32.          I find that the first appellant was not wholly candid about the sponsor's whereabouts during the period 2007 and 2010 at interview, but I do not find that the respondent has shown on the balance of probabilities that she consciously colluded with her husband, the sponsor, in making two false visit visa applications in 2007. I find that it is irrelevant that she did not recognise her photograph from 2007 (which does look different from the photographs submitted with applications made in 2016 and 2017) and I find that her level of understanding of his entitlement to Portuguese citizenship is what might be normally expected of a lay person. Her evidence and that of her husband, the sponsor, who was very candid about his own past fraudulent applications, was that she had no involvement with these applications. I accepted that evidence as consistent with the role it is said she has had in their marriage. Further, even if she had been aware of and to some extend involved with the applications that her husband was making in 2007, I would not have found that this would have meant that she was a present and sufficiently serious threat to the maintenance of immigration control. She has never travelled on any visa issued in her name as a result of the presentation of false documents; clearly since 2007 she has respected immigration control and made proper applications with genuine documents, one in 2016 and one 2019, for EEA family permits, and did not attempt to travel after the 2016 application was refused but reapplied again in 2019, and thus has only travelled to the UK with the correctly issued family permit as the wife of an EU citizen.
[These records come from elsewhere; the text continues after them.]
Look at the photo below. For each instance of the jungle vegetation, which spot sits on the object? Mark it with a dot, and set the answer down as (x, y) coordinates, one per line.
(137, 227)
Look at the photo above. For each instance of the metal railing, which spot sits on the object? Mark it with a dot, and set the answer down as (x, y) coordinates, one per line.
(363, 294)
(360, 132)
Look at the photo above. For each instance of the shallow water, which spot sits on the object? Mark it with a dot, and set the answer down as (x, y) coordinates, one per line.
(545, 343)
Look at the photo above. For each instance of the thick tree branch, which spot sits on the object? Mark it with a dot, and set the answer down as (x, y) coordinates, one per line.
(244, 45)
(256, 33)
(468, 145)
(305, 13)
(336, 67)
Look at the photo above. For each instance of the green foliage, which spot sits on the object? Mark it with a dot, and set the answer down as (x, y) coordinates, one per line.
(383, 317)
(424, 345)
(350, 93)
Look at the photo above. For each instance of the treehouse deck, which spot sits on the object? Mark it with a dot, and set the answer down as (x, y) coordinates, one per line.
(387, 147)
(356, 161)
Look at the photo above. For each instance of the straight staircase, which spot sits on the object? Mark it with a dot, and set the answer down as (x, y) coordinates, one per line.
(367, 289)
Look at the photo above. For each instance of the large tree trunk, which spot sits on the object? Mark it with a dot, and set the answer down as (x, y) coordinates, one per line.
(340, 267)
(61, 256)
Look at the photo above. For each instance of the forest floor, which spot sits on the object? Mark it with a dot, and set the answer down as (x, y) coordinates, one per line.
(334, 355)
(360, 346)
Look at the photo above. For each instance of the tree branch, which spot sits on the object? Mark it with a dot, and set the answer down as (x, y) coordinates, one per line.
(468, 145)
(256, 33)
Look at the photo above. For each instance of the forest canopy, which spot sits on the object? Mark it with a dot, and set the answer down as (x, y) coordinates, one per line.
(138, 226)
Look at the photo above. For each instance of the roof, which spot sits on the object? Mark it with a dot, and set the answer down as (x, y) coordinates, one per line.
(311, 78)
33.          I therefore find that the first appellant is also entitled to succeed in her appeal as she is a family member of an EU national under Regulation 7 of the EEA Regulations, and does not fall to be excluded from the UK under Regulation 23 and Regulation 27 of the EEA Regulations.

Decision:

1.     The making of the decision of the First-tier Tribunal involved the making of an error on a point of law.

2.     I set aside the decision of the First-tier Tribunal dismissing the appeal.

3.     I remake the appeals allowing them under the EEA Regulations.